Cons of Prosper loans
- The maximum loan amount may not be high enough for some borrowers: Prosper caps the amount you can borrow at $40,000.
- You’ll have to pay an origination fee. Since this fee could run pretty high, you could lose a big chunk of your borrowed money.
- It takes five days to get your funding from the time you accept your loan offer. If you need access to cash right away, this may be too long for you to wait.
Applying for a Prosper personal loan
Getting a loan through Prosper is simple thanks to a quick and easy online application process. You can apply for a loan directly from Prosper’s website, and you actually have the option to check your rate before submitting a full application.
This is beneficial because you will not get a hard inquiry on your credit report when you check your rate, so your credit score won’t be affected. When you have too many hard inquiries on your credit report, your score can go down, so avoiding an unnecessary inquiry is important.
What you need to apply
When you apply online, you’ll need to provide details about:
- The amount you want to borrow
- Your Social Security number
- Your employment status
- Your income
- Current debts you owe and the payments you’re making on them
- Your monthly housing costs
Prosper will use your information to determine your debt-to-income ratio and overall creditworthiness, then process your loan application based on that data.
Once you have been approved, you’ll receive offers for loans with different repayment terms and interest rates. You can choose the one that works best for you. After you’ve accepted a loan offer, Prosper will deposit the loaned funds directly into your bank account via direct deposit.

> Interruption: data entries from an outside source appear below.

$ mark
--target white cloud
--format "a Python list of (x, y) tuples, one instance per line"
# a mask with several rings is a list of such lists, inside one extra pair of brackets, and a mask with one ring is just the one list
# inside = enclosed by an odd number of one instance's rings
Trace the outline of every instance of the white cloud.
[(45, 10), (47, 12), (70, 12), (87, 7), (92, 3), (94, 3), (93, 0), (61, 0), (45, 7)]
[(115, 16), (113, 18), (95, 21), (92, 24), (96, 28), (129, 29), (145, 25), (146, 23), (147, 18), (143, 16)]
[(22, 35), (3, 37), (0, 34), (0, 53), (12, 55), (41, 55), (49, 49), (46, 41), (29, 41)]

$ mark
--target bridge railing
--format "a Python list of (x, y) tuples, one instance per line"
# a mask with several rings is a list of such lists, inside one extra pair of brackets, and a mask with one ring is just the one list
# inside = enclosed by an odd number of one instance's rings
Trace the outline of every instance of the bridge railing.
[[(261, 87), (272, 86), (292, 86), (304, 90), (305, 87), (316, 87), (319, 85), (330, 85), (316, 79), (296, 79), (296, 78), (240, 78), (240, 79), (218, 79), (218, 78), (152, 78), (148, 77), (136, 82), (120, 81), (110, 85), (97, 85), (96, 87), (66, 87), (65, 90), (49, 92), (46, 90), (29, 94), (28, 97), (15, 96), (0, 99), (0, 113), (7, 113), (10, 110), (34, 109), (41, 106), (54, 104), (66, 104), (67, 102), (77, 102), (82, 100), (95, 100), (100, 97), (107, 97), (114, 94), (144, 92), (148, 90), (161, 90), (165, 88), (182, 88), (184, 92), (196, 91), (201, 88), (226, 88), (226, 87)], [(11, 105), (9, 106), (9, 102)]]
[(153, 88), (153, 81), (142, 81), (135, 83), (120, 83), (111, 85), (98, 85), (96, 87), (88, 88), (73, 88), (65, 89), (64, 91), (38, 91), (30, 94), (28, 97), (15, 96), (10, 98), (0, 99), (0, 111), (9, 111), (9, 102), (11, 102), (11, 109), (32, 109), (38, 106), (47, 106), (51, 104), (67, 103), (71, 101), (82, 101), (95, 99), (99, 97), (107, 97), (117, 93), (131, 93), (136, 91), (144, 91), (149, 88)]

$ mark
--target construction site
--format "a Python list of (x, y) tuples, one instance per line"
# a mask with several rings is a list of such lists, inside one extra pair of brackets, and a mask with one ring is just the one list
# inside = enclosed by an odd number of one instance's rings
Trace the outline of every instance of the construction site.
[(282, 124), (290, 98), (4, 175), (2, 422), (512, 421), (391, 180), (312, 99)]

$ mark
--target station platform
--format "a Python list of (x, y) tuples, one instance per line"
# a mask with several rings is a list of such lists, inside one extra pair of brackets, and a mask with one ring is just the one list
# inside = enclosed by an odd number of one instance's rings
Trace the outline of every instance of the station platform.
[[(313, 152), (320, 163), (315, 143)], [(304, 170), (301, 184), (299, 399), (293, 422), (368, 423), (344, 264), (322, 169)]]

This process usually takes around five days. Prosper’s origination fee, which is between 2.41% – 5.00%, depending upon your Prosper rating, will be deducted from the loaned funds.

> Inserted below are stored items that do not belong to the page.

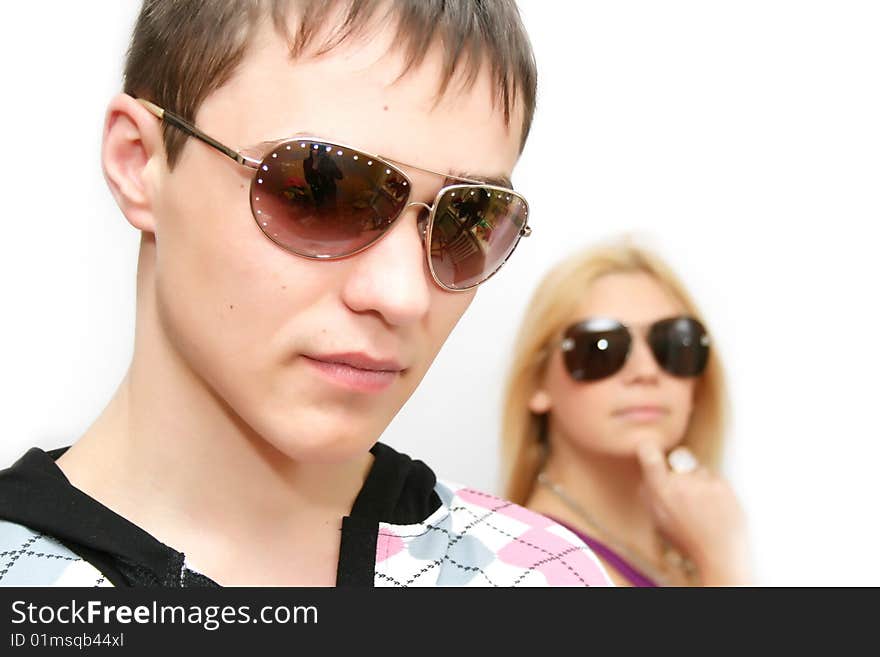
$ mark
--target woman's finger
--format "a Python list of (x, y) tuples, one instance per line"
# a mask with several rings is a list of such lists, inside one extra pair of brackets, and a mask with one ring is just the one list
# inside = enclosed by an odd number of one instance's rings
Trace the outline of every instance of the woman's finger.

Once you’ve received the funds, you will need to begin repaying your loan on the agreed-upon terms. Your monthly payments will remain the same for the life of the loan and can be made directly through Prosper.
Where to find Prosper alternatives
Prosper Personal Loans can be a great choice, both for borrowers with good credit and for borrowers who need a little more leeway in credit score requirements.

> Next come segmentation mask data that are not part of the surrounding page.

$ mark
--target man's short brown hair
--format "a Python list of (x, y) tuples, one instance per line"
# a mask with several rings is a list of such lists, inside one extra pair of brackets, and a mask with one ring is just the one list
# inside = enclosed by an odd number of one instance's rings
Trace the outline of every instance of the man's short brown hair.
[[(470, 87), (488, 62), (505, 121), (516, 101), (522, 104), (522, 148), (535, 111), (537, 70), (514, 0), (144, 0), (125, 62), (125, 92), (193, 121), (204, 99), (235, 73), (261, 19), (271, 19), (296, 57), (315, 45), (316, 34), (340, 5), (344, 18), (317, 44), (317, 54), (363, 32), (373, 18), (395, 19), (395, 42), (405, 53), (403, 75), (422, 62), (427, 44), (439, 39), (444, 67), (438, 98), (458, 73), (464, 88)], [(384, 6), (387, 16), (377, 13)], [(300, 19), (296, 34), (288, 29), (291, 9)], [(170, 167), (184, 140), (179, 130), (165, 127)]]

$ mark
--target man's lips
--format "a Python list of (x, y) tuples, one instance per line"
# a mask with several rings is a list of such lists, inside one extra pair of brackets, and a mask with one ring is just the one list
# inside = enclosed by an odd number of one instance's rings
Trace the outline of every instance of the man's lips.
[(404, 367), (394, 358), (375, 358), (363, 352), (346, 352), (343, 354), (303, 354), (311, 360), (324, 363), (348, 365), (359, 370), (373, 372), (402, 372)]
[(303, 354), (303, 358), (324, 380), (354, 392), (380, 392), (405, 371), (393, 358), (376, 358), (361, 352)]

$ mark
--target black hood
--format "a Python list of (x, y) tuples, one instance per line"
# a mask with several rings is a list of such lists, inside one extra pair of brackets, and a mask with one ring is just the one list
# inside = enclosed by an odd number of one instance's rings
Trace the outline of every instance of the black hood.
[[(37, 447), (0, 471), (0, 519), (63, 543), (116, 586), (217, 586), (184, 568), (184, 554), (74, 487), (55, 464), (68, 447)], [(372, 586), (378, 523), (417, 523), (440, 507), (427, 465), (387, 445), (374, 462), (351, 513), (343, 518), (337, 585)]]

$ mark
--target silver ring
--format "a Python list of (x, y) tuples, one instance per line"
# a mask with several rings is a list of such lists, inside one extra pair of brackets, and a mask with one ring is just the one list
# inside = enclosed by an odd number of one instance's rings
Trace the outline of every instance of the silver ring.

However, the origination fee is a big upfront cost that reduces the amount of funding you get, so be sure to comparison shop, and other lenders offer better rates for those with great credit.
So, we recommend comparing quotes from several of the best personal loans before committing to one. This ensures you find the most affordable option for you after factoring in both rates and upfront costs. You might also be interested in our comparisons of LendingClub vs. Prosper personal loans and SoFi vs. Prosper personal loans, or, you can check out our guide to Prosper alternatives.
* For example, a three-year $10,000 loan with a Prosper Rating of AA would have an interest rate of 5.31% and a 2.41% origination fee for an annual percentage rate (APR) of 6.95% APR. You would receive $9,759 and make 36 scheduled monthly payments of $301.10. A five-year $10,000 loan with a Prosper Rating of A would have an interest rate of 8.39% and a 5.00% origination fee with a 10.59% APR. You would receive $9,500 and make 60 scheduled monthly payments of $204.64. Origination fees vary between 2.41%-5%. APRs through Prosper range from 6.95% (AA) to 35.99% (HR) for first-time borrowers, with the lowest rates for the most creditworthy borrowers. Eligibility for loans up to $40,000 depends on the information provided by the applicant in the application form. Eligibility is not guaranteed, and requires that a sufficient number of investors commit funds to your account and that you meet credit and other conditions. Refer to Borrower Registration Agreement for details and all terms and conditions. All loans made by WebBank, member FDIC.